Publication Type : Conference Paper
Publisher : 2018 International Conference on Communication and Signal Processing
Source : 2018 International Conference on Communication and Signal Processing (ICCSP), IEEE, Chennai, India (2018)
Url : https://ieeexplore.ieee.org/document/8524544
Campus : Coimbatore
School : School of Engineering
Center : Computational Engineering and Networking
Department : Electronics and Communication
Year : 2018
Abstract : Brain is a high dimensional complex dynamical system whose governing equations are unknown. Its functions are inferred through analysis of EEG signals which is a very difficult and complex task.
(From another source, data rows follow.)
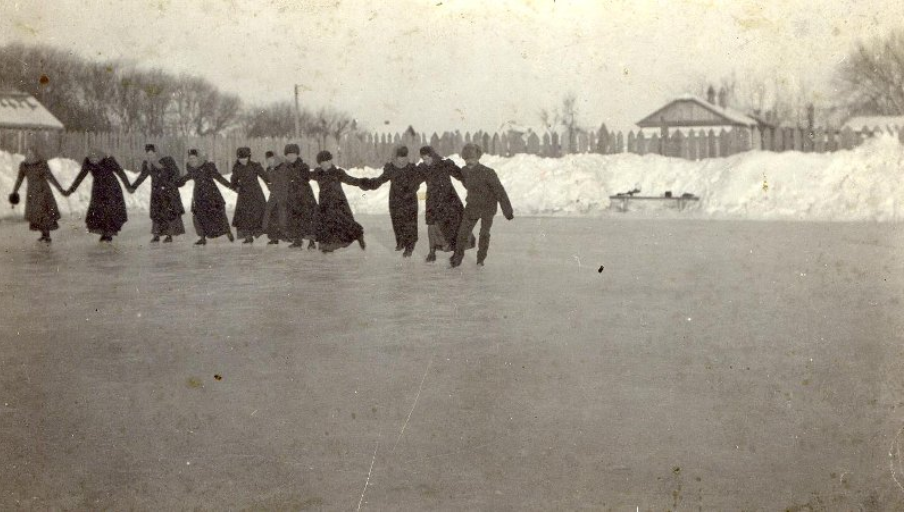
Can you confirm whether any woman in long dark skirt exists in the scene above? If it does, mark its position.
[311,151,366,253]
[66,150,133,242]
[9,148,66,243]
[132,144,185,243]
[418,146,476,262]
[229,147,267,244]
[364,146,424,258]
[178,149,235,246]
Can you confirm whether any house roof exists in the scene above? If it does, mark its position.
[637,94,759,128]
[842,116,904,130]
[0,89,64,130]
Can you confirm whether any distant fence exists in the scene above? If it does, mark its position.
[0,122,904,173]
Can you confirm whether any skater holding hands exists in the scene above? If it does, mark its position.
[9,148,65,244]
[450,143,515,267]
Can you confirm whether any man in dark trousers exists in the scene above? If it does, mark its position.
[449,143,515,267]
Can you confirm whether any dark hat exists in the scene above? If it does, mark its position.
[317,150,333,164]
[461,143,483,160]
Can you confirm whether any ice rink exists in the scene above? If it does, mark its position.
[0,212,904,510]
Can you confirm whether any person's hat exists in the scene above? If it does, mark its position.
[461,143,483,160]
[317,150,333,164]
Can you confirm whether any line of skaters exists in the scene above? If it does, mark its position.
[9,143,514,267]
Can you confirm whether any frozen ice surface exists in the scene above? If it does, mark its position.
[0,213,904,510]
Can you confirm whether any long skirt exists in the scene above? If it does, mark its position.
[85,176,129,235]
[151,216,185,237]
[192,207,232,238]
[427,224,477,251]
[317,206,364,251]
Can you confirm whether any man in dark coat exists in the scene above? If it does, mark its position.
[363,146,424,258]
[132,144,185,242]
[450,143,515,267]
[178,149,235,246]
[418,146,476,262]
[66,150,134,242]
[265,144,317,249]
[229,147,267,244]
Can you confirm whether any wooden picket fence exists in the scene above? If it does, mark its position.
[0,122,904,173]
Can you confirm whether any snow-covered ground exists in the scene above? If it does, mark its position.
[0,132,904,221]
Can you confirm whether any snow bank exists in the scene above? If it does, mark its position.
[0,136,904,221]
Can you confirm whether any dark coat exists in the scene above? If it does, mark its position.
[264,159,318,241]
[418,159,465,223]
[132,157,185,223]
[364,163,424,246]
[13,160,62,231]
[178,162,232,237]
[311,166,364,249]
[461,164,514,219]
[229,160,267,235]
[69,157,129,235]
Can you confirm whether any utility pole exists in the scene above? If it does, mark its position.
[295,84,301,141]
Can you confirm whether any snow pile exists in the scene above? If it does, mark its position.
[0,136,904,221]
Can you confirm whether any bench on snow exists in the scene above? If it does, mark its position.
[609,194,700,212]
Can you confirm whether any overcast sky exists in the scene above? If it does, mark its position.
[0,0,904,132]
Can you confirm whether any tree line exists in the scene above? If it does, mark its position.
[0,29,904,140]
[0,43,360,140]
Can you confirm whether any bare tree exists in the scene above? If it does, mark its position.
[141,69,175,136]
[241,101,296,137]
[835,29,904,115]
[539,93,586,153]
[171,75,242,135]
[691,71,825,126]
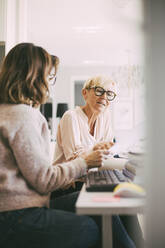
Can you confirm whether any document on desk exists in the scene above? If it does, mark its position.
[99,157,128,170]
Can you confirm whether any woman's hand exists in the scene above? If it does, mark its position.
[81,150,110,169]
[93,142,114,151]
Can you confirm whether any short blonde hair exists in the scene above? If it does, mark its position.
[83,76,116,93]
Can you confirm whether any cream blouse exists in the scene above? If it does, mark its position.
[54,107,113,164]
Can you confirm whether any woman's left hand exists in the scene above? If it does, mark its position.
[93,141,114,151]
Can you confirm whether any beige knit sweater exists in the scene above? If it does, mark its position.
[0,104,87,212]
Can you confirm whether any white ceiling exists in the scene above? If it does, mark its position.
[28,0,144,66]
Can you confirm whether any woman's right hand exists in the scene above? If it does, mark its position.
[81,150,110,169]
[93,141,114,151]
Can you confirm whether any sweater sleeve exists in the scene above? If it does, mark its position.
[10,111,87,194]
[57,111,91,160]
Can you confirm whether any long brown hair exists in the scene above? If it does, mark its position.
[0,43,59,106]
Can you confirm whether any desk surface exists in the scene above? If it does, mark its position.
[76,184,145,215]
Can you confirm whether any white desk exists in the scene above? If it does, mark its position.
[76,184,144,248]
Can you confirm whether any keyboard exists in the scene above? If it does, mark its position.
[85,169,133,192]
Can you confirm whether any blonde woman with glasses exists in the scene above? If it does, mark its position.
[54,76,116,164]
[54,76,143,247]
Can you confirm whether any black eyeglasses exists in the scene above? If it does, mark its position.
[88,86,116,101]
[49,74,57,85]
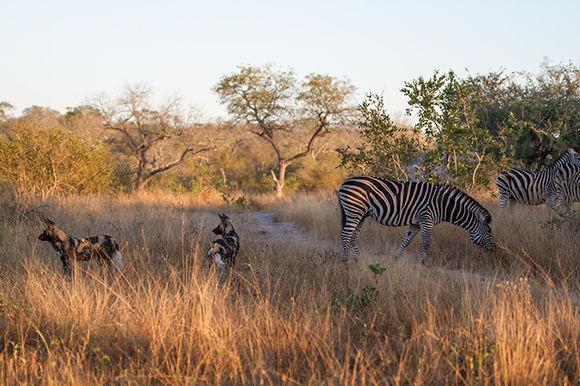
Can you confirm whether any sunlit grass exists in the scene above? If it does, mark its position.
[0,193,580,384]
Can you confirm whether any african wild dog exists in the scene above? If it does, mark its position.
[207,213,240,270]
[38,218,123,276]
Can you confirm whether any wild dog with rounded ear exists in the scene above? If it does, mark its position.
[38,217,123,276]
[208,213,240,269]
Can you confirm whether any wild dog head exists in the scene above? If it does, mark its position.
[212,213,235,236]
[38,217,68,251]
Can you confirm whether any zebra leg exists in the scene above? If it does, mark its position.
[420,221,433,265]
[340,219,360,263]
[395,225,420,259]
[499,190,509,209]
[546,194,554,220]
[350,216,366,258]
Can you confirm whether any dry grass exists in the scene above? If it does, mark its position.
[0,191,580,384]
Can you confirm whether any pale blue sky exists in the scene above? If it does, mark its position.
[0,0,580,118]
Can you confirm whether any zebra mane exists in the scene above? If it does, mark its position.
[437,184,491,224]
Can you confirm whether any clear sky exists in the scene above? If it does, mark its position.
[0,0,580,118]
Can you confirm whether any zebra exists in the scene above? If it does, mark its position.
[552,164,580,208]
[496,148,580,213]
[338,176,495,264]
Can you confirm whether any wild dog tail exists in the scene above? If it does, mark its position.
[111,240,125,270]
[113,250,125,270]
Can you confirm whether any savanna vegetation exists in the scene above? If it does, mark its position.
[0,60,580,385]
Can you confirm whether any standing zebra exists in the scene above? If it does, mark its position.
[338,176,494,264]
[553,164,580,211]
[496,148,580,212]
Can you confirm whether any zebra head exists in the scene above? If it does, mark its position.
[469,211,495,251]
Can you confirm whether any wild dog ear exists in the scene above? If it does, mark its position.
[42,217,56,225]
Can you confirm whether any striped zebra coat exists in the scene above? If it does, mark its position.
[553,164,580,208]
[338,176,494,264]
[496,148,580,211]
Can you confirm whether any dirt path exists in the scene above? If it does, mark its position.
[249,212,580,305]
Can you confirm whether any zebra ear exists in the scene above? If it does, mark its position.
[477,212,491,224]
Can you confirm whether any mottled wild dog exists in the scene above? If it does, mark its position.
[207,213,240,270]
[38,218,123,276]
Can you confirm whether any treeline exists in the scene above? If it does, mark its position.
[0,64,580,200]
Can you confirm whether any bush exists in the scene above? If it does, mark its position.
[0,125,115,198]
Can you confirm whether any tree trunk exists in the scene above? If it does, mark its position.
[271,161,289,198]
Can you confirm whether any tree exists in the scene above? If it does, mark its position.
[0,102,14,133]
[401,71,498,189]
[92,85,210,190]
[337,94,426,180]
[495,63,580,168]
[214,66,355,197]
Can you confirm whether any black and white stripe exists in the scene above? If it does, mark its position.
[338,176,494,264]
[496,148,580,210]
[553,164,580,209]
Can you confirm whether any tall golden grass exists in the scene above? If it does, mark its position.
[0,194,580,385]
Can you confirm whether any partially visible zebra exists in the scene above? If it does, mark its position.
[338,176,494,264]
[552,164,580,208]
[496,148,580,211]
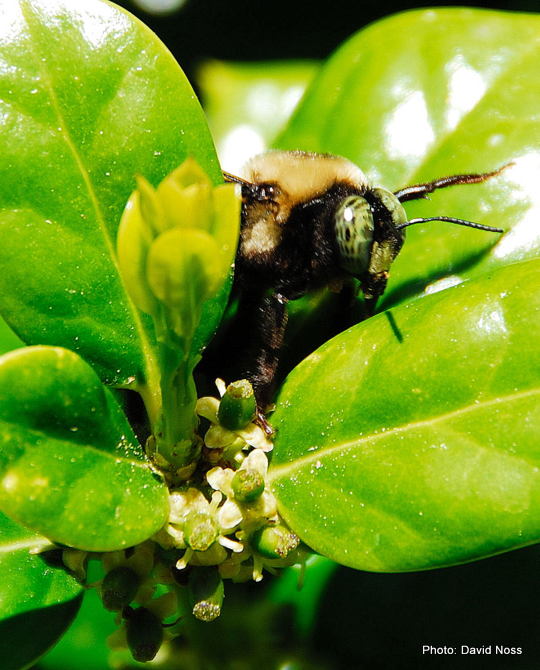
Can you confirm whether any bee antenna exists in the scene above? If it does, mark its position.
[396,216,504,233]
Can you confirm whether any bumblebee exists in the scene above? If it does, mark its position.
[224,151,506,427]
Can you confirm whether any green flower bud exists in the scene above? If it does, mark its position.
[101,566,141,612]
[251,525,300,559]
[117,158,241,338]
[188,568,224,622]
[126,607,163,663]
[183,512,219,551]
[218,379,257,430]
[231,469,264,503]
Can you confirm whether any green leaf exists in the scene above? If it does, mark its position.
[0,347,168,551]
[0,514,82,670]
[0,317,24,354]
[39,577,117,670]
[276,8,540,304]
[269,260,540,571]
[196,60,319,173]
[0,0,221,392]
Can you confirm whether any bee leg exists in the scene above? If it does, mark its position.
[235,293,288,435]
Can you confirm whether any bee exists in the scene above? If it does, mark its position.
[224,151,507,431]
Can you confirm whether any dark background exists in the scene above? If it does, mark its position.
[112,0,540,670]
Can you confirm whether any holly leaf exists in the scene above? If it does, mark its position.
[276,8,540,305]
[0,347,168,551]
[269,260,540,572]
[0,0,221,400]
[0,514,82,670]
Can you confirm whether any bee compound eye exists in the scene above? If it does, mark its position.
[371,186,407,226]
[334,195,374,275]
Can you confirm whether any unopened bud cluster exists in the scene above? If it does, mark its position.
[117,158,240,338]
[74,380,307,662]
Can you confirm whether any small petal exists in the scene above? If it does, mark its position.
[204,426,236,449]
[169,488,209,524]
[216,377,227,398]
[239,449,268,479]
[236,423,274,451]
[217,500,242,530]
[176,547,194,570]
[191,542,227,566]
[206,467,234,496]
[218,535,244,554]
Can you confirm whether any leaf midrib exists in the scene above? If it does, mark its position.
[0,536,52,554]
[268,388,540,483]
[21,0,159,395]
[0,418,150,469]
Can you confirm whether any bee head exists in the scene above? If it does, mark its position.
[334,184,503,313]
[334,187,407,308]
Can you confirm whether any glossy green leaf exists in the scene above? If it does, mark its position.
[269,260,540,571]
[196,61,319,173]
[0,0,221,390]
[39,577,117,670]
[0,514,82,670]
[0,317,24,354]
[0,347,168,551]
[277,8,540,304]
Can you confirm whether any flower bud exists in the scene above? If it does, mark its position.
[231,469,264,503]
[183,512,219,551]
[101,565,141,612]
[251,524,300,559]
[188,568,224,622]
[126,607,163,663]
[218,379,257,430]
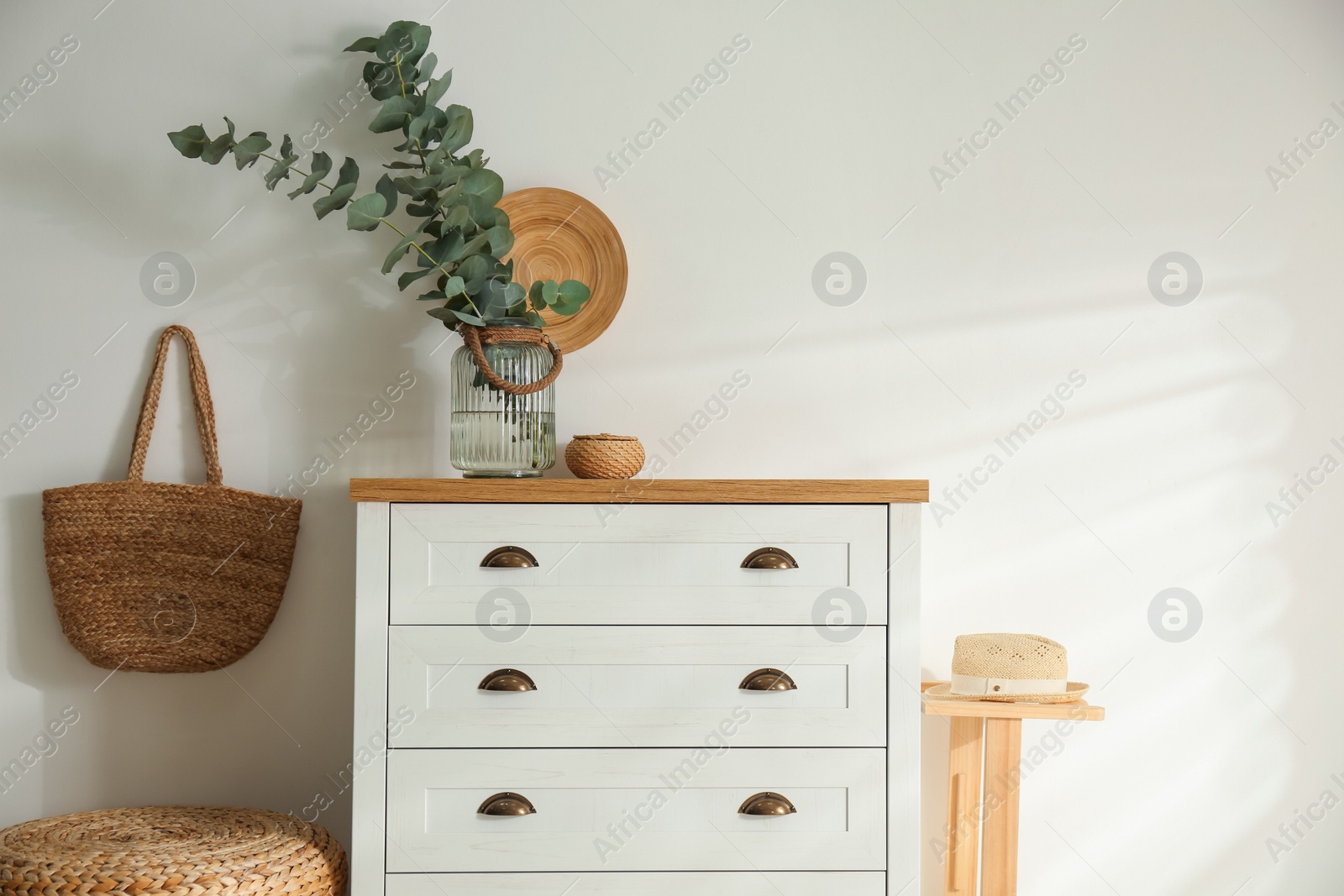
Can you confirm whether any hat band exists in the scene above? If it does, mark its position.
[952,674,1068,696]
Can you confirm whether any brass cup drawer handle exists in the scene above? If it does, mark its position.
[481,544,542,569]
[477,669,536,692]
[742,548,798,569]
[738,669,798,690]
[475,791,536,815]
[738,790,798,815]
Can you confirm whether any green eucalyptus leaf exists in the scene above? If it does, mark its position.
[415,52,438,83]
[439,203,475,231]
[457,255,492,296]
[462,168,504,205]
[383,233,417,274]
[402,24,432,65]
[560,280,593,305]
[368,97,415,134]
[265,150,298,190]
[406,107,448,144]
[419,230,465,267]
[336,156,359,186]
[313,184,354,220]
[345,193,387,230]
[484,227,522,258]
[374,175,396,217]
[289,152,332,199]
[551,298,583,317]
[200,128,234,165]
[341,38,378,52]
[442,103,475,153]
[462,233,491,255]
[168,125,210,159]
[425,69,453,107]
[234,130,270,170]
[365,62,402,101]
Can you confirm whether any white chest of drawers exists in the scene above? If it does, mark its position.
[351,479,927,896]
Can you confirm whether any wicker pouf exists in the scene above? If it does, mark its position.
[0,806,348,896]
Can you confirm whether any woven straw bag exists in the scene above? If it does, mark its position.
[0,806,348,896]
[42,327,302,672]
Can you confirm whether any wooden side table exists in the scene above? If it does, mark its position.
[921,681,1106,896]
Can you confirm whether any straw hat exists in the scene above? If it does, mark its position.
[925,634,1087,703]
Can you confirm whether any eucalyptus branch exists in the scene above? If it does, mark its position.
[392,54,428,175]
[168,22,590,329]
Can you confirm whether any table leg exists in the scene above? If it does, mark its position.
[979,719,1021,896]
[943,716,984,896]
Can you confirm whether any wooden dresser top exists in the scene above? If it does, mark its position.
[349,478,929,504]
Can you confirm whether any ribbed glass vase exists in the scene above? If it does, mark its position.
[450,324,555,478]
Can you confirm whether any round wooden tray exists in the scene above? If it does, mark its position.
[499,186,629,352]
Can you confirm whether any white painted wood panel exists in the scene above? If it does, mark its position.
[391,504,887,623]
[387,748,887,872]
[388,626,887,747]
[384,872,899,896]
[887,504,919,896]
[349,502,390,896]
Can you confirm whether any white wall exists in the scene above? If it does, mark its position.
[0,0,1344,896]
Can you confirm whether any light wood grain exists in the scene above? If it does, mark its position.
[499,186,629,352]
[922,681,1106,721]
[943,717,985,896]
[979,719,1021,896]
[349,478,929,504]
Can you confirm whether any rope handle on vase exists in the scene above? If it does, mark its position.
[459,324,564,395]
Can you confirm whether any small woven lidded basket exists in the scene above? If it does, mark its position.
[42,327,302,672]
[564,432,643,479]
[0,806,349,896]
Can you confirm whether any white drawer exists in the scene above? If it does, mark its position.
[387,871,899,896]
[388,626,887,747]
[386,748,887,872]
[390,504,887,623]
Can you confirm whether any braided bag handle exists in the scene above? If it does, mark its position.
[126,324,224,485]
[459,324,564,395]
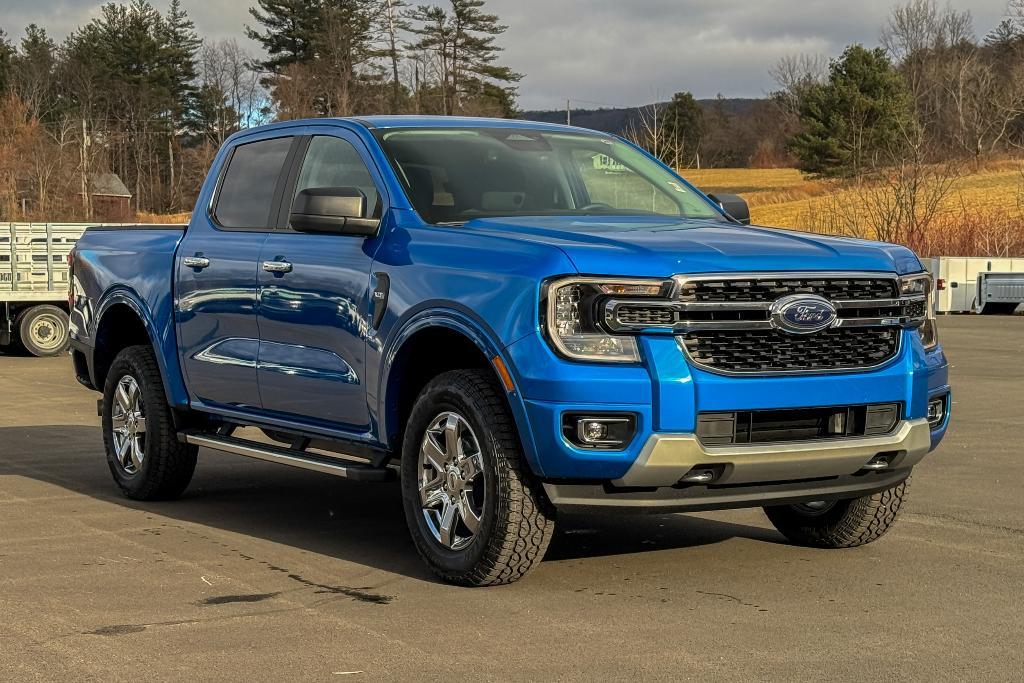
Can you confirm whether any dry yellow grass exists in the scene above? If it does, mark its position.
[682,162,1024,228]
[135,211,191,224]
[681,168,829,207]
The power spectrum analysis remained as one of the foremost method for feature extraction for BCI applications. In the context of BCI, spatial information is inevitable. Moreover while considering the complicated circuitry involved in generation of EEG signals the usual power spectrum analysis becomes insufficient. Recently developed data driven method called dynamic mode decomposition (DMD) is a good candidate for analysis of such complex signals. From the time-resolved spatial data, DMD algorithm develops a linear spatiotemporal model which can be used both for signal classification and prediction. For some dynamical systems, the model can also be used to control the behavior of the system. In this work, the EEG signals are modeled using the DMD method. Real and Imaginary motor movements of fist have been classified from EEG data by extracting the power spectrum of the various DMD components. The DMD spectrum provided 16% more accuracy compared to Fourier power spectrum.
Cite this Research Publication : K. K. Keerthi and Dr. Soman K. P., “Recognition of Real and Imaginary Fist Movements Based on Dynamical Mode Decomposition Spectrum of EEG”, in 2018 International Conference on Communication and Signal Processing (ICCSP), Chennai, India, 2018.